E’ uno scandalo la valanga di quattrini al vento senza che si metta a punto un progetto per rientrare nelle loro abitazioni quei cittadini del Lazio come dell’Umbria, dell’Abruzzo come delle Marche stravolti nei loro destini dalla furia della terra.

Ancora oggi – quattro anni dopo – ospitiamo con fondi pubblici almeno 33mila sfollati delle quattro regioni. Stanno negli alberghi e nelle residenze più varie e parte di essi ci si sta abituando. Quella somma sta diventando una specie di reddito di terremotanza: una famiglia con massimo tre persone riceve 600 euro al mese. Se vivi da solo sono 300. Poi arrivano altri 200 euro a testa se nel nucleo familiare ci sono ultra65enni o disabili oltre il 67% di invalidità. Moltiplicate tutto per 50mila e a tenersi bassissimi la spesa minima dello Stato è di circa 120 milioni di euro l’anno. Per quattro anni mezzo miliardo di euro. Tutto questo rischia di durare un periodo infinito: ma non si doveva ricostruire? Già, perché la ricostruzione ci sarà, ma aggiungendo i contributi per l’affitto arriveremo a cifre pazzesche. Oltre settemila cittadini abruzzesi; più di mille nel Lazio; quasi 21mila marchigiani e poco meno di cinquemila umbri attendono risposta.

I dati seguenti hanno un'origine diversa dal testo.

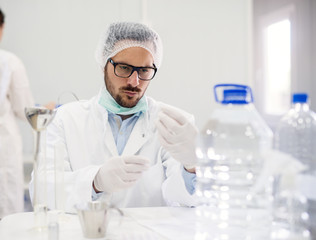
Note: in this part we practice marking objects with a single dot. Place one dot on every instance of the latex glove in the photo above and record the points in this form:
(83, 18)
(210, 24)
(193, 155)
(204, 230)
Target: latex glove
(177, 135)
(120, 172)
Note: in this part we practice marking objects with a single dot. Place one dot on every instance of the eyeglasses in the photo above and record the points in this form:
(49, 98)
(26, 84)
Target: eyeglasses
(125, 71)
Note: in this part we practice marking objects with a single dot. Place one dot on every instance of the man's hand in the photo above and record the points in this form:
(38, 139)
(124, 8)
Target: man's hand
(177, 135)
(120, 173)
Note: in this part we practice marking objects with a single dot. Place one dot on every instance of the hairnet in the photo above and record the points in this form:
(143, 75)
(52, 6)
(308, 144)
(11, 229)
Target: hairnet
(122, 35)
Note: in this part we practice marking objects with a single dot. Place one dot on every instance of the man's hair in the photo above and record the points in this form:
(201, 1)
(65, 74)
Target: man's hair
(1, 18)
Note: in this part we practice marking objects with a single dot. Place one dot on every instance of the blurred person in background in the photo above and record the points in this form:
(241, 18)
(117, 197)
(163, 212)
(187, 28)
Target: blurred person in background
(15, 95)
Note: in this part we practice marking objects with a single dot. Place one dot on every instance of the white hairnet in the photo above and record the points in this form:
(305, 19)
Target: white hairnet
(122, 35)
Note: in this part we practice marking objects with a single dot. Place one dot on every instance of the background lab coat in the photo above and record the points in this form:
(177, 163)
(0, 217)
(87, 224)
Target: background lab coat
(15, 95)
(83, 131)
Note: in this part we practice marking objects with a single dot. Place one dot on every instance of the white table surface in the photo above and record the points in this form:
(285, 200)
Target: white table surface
(159, 223)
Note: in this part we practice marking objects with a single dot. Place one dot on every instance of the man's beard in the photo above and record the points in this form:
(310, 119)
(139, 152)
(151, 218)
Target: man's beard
(118, 98)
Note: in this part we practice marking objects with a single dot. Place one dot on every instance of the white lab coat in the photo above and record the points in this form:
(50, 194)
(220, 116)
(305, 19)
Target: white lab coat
(15, 95)
(84, 136)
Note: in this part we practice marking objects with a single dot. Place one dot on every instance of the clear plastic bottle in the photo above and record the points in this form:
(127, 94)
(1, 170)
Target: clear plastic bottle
(296, 135)
(230, 152)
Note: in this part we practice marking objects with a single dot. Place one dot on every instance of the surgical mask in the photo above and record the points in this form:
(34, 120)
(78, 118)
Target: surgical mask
(109, 103)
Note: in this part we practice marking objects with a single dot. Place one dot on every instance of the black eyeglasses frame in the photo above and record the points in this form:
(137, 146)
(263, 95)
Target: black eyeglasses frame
(134, 69)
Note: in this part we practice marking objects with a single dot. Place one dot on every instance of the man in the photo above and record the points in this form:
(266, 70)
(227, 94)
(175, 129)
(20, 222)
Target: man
(122, 145)
(15, 95)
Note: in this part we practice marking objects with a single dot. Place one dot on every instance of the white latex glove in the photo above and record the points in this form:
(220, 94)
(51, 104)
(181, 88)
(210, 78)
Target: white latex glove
(119, 173)
(177, 135)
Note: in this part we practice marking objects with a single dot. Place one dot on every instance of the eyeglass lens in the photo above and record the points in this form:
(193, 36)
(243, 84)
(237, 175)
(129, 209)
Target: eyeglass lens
(144, 73)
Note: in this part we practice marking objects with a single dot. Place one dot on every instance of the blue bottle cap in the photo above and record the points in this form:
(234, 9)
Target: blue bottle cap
(299, 98)
(233, 93)
(235, 96)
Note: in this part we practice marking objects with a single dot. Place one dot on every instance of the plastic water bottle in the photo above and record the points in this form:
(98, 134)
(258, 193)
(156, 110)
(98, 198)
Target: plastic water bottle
(296, 135)
(230, 152)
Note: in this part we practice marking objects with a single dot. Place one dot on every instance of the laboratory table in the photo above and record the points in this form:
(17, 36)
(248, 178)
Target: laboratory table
(154, 223)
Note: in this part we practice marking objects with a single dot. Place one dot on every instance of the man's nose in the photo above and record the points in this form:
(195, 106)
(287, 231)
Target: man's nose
(133, 79)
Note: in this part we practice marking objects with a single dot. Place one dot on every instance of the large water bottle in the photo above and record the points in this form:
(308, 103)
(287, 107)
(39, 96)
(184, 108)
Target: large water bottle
(296, 135)
(230, 152)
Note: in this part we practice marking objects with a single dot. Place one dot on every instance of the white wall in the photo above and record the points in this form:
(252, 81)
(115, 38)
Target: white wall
(205, 42)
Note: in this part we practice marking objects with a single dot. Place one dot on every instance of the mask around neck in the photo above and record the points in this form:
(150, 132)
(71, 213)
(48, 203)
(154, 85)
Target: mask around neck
(108, 102)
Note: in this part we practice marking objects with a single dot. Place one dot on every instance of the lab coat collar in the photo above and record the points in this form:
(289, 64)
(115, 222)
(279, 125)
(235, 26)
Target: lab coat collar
(140, 134)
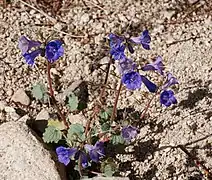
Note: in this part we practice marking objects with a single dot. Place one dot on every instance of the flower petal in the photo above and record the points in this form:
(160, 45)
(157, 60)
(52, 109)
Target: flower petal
(150, 85)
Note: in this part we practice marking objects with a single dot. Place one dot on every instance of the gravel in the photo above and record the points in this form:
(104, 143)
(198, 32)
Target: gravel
(181, 33)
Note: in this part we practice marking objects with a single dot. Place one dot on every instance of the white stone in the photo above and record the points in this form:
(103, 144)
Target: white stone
(21, 96)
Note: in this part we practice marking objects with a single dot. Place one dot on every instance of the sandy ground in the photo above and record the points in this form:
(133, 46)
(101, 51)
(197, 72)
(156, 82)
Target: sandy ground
(181, 33)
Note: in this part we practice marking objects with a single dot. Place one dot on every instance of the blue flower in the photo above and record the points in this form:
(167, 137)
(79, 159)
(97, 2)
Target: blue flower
(25, 44)
(129, 132)
(167, 98)
(144, 39)
(126, 65)
(83, 157)
(132, 80)
(54, 50)
(171, 80)
(64, 154)
(155, 66)
(95, 152)
(117, 46)
(30, 57)
(150, 85)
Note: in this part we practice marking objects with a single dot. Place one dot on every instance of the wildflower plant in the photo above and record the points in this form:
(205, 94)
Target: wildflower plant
(86, 145)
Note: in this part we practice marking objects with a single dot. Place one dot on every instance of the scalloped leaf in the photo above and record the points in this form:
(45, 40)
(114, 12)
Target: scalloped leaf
(52, 134)
(73, 102)
(57, 124)
(75, 132)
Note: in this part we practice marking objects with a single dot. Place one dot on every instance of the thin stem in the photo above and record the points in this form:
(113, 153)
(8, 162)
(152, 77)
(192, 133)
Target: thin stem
(96, 107)
(51, 93)
(148, 106)
(116, 102)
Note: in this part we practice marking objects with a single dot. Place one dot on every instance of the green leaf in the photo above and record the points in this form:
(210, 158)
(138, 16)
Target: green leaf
(105, 127)
(57, 124)
(108, 167)
(117, 139)
(52, 134)
(75, 133)
(73, 102)
(108, 170)
(38, 91)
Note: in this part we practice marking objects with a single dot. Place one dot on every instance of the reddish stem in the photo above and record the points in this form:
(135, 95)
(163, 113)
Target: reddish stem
(51, 93)
(148, 106)
(116, 102)
(96, 107)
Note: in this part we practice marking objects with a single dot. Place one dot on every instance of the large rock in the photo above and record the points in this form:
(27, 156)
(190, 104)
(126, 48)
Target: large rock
(22, 156)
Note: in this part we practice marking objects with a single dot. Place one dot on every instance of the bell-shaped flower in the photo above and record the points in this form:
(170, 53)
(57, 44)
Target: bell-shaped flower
(129, 132)
(170, 80)
(95, 152)
(30, 57)
(64, 154)
(126, 65)
(144, 39)
(157, 66)
(26, 44)
(150, 85)
(167, 98)
(54, 50)
(132, 80)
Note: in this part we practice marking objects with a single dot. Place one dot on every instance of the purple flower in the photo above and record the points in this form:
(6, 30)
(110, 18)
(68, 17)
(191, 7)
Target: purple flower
(144, 39)
(126, 65)
(30, 57)
(95, 152)
(83, 157)
(117, 46)
(129, 132)
(25, 44)
(167, 98)
(155, 66)
(171, 80)
(150, 85)
(64, 154)
(132, 80)
(54, 50)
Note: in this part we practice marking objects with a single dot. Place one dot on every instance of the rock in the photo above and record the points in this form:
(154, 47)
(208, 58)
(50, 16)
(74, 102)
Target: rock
(77, 118)
(43, 115)
(109, 178)
(85, 18)
(21, 97)
(22, 156)
(62, 96)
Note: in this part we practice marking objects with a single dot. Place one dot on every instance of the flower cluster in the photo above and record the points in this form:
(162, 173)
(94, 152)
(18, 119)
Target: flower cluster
(127, 68)
(52, 51)
(95, 152)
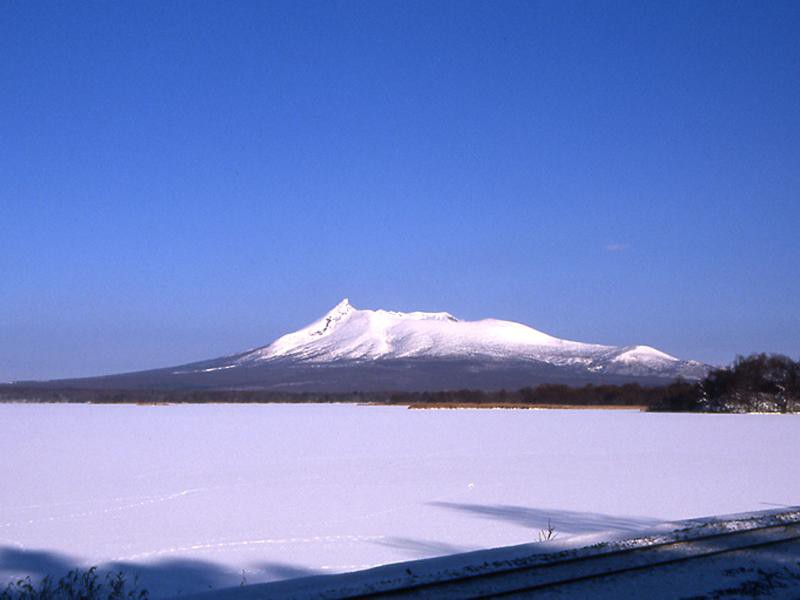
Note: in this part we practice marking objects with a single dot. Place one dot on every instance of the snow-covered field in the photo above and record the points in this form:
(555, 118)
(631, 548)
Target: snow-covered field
(195, 497)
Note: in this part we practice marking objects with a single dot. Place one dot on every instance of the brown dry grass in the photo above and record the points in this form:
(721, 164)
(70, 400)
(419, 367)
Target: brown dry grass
(515, 405)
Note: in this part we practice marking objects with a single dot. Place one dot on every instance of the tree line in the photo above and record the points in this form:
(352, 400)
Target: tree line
(756, 383)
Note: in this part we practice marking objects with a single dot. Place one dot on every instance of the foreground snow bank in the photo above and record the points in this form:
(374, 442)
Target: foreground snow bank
(202, 497)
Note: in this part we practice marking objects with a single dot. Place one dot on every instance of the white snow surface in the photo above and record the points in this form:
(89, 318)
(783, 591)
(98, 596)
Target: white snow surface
(198, 497)
(347, 333)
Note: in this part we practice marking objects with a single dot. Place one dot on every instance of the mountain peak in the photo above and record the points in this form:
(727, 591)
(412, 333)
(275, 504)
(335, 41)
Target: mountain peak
(342, 308)
(346, 333)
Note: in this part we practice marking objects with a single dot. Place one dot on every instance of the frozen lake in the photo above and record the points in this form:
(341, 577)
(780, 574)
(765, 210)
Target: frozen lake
(194, 497)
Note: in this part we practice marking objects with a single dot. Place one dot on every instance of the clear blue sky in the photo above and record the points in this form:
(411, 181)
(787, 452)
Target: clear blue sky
(181, 180)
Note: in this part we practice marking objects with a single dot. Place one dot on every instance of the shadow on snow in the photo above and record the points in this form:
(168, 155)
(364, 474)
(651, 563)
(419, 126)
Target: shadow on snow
(163, 579)
(566, 522)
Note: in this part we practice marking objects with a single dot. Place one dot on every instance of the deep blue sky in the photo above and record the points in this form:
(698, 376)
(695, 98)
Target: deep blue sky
(181, 180)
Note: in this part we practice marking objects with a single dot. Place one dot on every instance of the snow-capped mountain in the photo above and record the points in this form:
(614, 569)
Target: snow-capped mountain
(349, 334)
(353, 349)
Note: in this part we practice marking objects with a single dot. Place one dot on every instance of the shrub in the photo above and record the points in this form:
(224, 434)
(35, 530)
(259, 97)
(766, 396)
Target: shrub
(76, 585)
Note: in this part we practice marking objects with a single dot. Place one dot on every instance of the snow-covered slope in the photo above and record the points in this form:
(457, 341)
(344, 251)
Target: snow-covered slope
(348, 334)
(349, 349)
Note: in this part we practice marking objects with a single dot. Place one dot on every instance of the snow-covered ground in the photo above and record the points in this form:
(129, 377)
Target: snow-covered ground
(199, 497)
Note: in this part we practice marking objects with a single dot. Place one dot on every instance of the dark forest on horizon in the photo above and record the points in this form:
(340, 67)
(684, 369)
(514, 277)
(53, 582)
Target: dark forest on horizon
(757, 383)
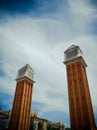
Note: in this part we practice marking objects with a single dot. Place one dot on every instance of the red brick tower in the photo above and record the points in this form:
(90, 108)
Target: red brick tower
(80, 106)
(22, 99)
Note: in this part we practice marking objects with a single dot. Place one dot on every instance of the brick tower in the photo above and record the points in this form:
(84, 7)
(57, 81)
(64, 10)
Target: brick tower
(80, 106)
(22, 99)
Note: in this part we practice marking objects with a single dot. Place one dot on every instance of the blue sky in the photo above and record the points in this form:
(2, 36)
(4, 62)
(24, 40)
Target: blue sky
(38, 32)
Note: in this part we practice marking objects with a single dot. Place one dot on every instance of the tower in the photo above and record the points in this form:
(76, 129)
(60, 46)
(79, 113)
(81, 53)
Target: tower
(80, 106)
(20, 116)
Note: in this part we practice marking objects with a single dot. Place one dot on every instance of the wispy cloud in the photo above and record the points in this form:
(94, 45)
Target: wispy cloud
(40, 40)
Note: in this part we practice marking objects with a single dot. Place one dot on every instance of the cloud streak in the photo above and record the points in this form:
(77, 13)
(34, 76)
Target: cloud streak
(40, 40)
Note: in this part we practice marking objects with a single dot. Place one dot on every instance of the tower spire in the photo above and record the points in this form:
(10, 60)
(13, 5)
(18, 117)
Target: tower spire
(80, 105)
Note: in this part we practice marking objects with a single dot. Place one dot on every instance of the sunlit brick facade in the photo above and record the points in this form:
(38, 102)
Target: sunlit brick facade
(80, 106)
(20, 117)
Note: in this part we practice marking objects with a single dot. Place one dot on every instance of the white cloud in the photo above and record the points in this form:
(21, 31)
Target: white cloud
(41, 43)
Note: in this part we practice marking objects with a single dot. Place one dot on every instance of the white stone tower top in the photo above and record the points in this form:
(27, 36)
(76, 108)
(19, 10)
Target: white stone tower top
(26, 72)
(73, 53)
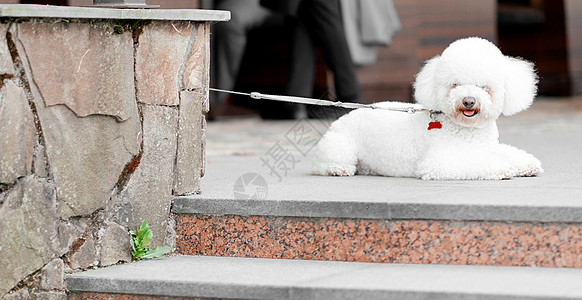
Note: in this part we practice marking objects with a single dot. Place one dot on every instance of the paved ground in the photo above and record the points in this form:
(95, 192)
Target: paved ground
(551, 130)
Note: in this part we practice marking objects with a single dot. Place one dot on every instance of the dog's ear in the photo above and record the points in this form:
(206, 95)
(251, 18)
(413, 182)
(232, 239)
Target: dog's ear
(424, 85)
(520, 85)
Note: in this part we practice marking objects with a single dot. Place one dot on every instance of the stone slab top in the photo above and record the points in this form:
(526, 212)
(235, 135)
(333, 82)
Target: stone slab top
(253, 278)
(555, 196)
(75, 12)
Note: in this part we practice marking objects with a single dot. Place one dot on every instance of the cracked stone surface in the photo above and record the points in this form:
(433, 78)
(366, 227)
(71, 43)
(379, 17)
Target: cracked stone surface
(86, 155)
(28, 227)
(52, 276)
(6, 66)
(148, 193)
(17, 133)
(160, 56)
(194, 76)
(83, 253)
(188, 162)
(65, 56)
(115, 244)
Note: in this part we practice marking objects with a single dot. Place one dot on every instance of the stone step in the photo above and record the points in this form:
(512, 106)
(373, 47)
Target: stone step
(520, 222)
(252, 278)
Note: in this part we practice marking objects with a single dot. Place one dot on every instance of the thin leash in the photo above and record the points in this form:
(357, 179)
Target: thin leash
(320, 102)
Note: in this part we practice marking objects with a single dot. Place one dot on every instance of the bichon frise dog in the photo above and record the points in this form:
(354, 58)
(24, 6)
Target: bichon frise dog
(466, 89)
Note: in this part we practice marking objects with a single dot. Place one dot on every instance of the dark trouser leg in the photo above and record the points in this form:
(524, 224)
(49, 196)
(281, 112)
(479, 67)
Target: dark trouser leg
(323, 21)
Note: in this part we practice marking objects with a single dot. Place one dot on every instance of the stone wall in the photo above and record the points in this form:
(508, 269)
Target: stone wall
(101, 124)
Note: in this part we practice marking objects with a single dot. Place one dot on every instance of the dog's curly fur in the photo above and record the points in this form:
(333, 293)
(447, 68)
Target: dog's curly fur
(471, 83)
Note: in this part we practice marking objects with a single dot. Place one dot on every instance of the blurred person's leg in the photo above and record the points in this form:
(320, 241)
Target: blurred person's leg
(231, 39)
(302, 60)
(322, 19)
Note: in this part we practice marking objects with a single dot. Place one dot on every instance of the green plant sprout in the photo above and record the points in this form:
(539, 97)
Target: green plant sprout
(140, 241)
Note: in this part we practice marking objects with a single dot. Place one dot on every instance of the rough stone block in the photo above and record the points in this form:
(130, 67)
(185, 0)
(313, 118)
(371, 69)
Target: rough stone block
(28, 227)
(68, 233)
(86, 67)
(115, 245)
(197, 63)
(148, 193)
(21, 294)
(17, 132)
(188, 161)
(52, 275)
(6, 65)
(83, 253)
(86, 155)
(159, 60)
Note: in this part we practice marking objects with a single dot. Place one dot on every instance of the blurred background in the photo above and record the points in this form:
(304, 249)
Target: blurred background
(543, 31)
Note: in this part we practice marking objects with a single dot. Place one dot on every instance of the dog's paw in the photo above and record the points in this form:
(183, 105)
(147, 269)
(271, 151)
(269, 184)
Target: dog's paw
(334, 169)
(529, 167)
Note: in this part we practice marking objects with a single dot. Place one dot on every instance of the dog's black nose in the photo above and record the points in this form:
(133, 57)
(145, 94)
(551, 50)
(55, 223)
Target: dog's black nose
(469, 102)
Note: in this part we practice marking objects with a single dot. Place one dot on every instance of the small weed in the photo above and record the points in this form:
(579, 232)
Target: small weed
(140, 241)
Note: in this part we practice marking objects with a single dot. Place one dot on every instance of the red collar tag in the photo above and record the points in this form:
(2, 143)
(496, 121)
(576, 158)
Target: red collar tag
(435, 125)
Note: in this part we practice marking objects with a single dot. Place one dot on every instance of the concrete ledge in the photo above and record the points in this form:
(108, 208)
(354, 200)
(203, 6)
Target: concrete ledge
(72, 12)
(246, 278)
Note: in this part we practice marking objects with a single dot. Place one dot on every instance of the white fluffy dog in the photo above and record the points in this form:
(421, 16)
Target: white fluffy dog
(468, 87)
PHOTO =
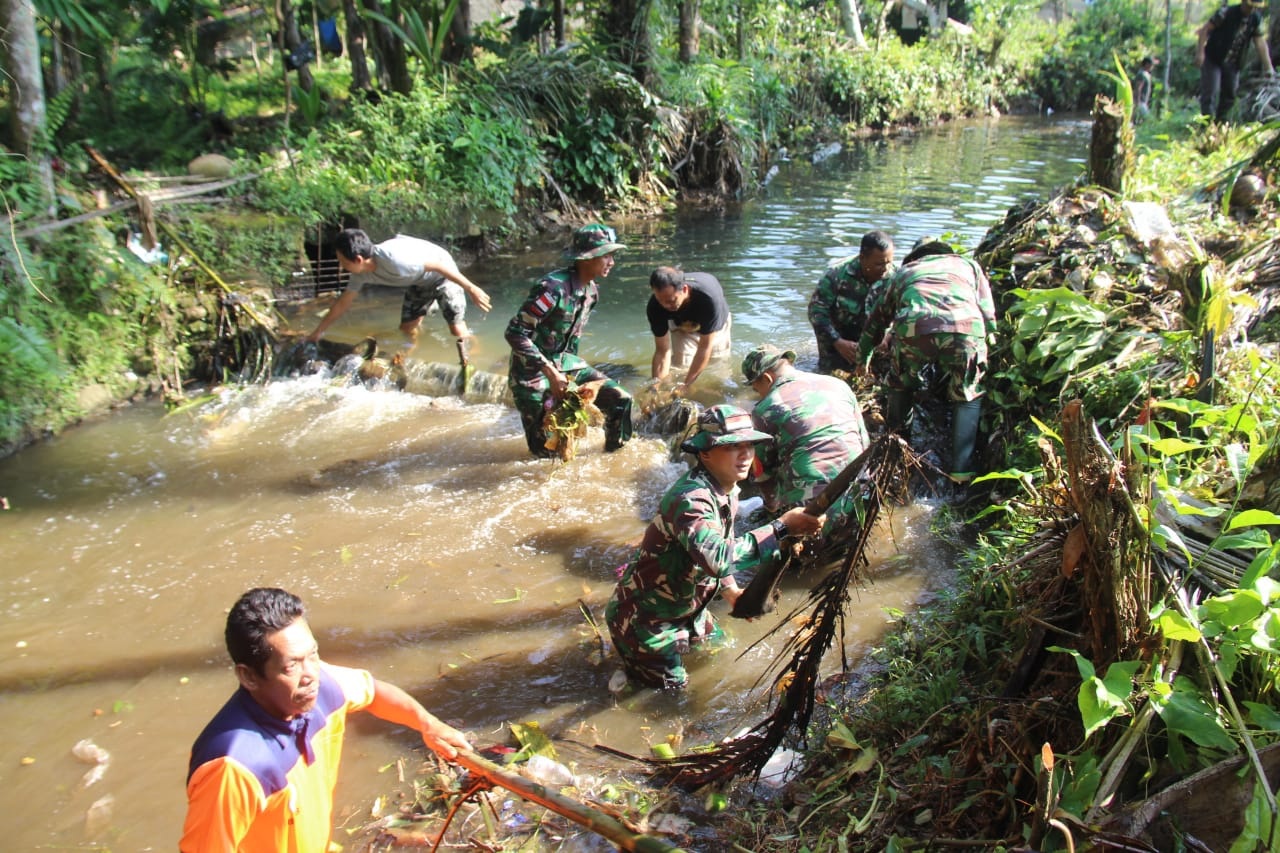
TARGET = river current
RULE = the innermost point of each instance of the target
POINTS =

La tempistica inciderà non poco. Soprattutto per i privati. Racconta Paolo Trancassini, che assieme a Francesco Acquaroli ed Emanuele Prisco ha condotto per Fratelli d’Italia un’autentica battaglia emendativa anche nella discussione sul decreto rilancio approvato ieri, a proposito delle incredibili contorsioni di governo. Sono stati proposti emendamenti per abbattere norme urbanistiche che impediscono di cominciare qualsiasi lavoro. Bocciati. Sono state proposte proroghe per il personale della ricostruzione, che è in scadenza. Bocciate. Da quattro anni si combatte decreto su decreto per infilare articoli e commi per ridare speranza alle popolazioni colpite e da quattro anni si promette che “ce ne occuperemo nel prossimo decreto”. Sibila Trancassini: “Aspettiamo anche questa volta il prossimo decreto, lo chiameremo finimola”…
Macerie da quattro anni, gli esponenti di Fdi avevano proposto almeno uno straccio di ordine del giorno per “garantire, sin dal prossimo decreto, così come più volte assicurato, la semplificazione e accelerazione della ricostruzione privata in favore delle popolazioni colpite dagli eventi sismici del 2016, cancellando il requisito della ‘conformità urbanistica’”.  Che è il vero ostacolo alla ripartenza. E poi, la proposta di “attuare misure di potenziamento del personale impiegato nella ricostruzione e prorogare il personale in scadenza”. Risultato? SI è alzato in piedi il viceministro Misiani per proporre modifiche al testo. Volete sapere come? Così, “impegnare il governo a valutare” bla-bla-bla. Sono quattro anni che “si valuta”. E il parere contrario del governo ha determinato persino la bocciatura dell’ordine del giorno. Nel silenzio di tutti quelli, da tutti i partiti, che a chiacchiere avevano invocato spazi emendativi – a costo zero – nel decreto plurimiliardario.

Lo stesso commissario per la ricostruzione Legnini ha sollecitato procedure semplificate perché lo stato di attuazione delle opere “è molto basso”. Ma anche Legnini ha dovuto rinunciare ai suoi obiettivi. A Palazzo Chigi e al ministero dell’Economia non hanno tempo per i terremotati.

Ultima chicca, proprio a Montecitorio. Da anni, la Camera accantonava i risparmi di esercizio, pari a 80 milioni ad ogni bilancio, per aiutare i terremotati anche se nessuno ha mai capito come. Nell’anno di grazia 2020, il Covid ha folgorato il presidente Fico che li voleva destinare a medici e infermieri. Sacrosanto, ma proprio ai terremotati volete toglierli?, ha protestato l’azzurro Baldelli. Con tutti i miliardi del decreto rilancio, proprio a chi sta da quattro anni senza casa dovete sottrarli. E’ finita in pareggio: metà per il sisma, metà per i sanitari. Bentrovati in Italia.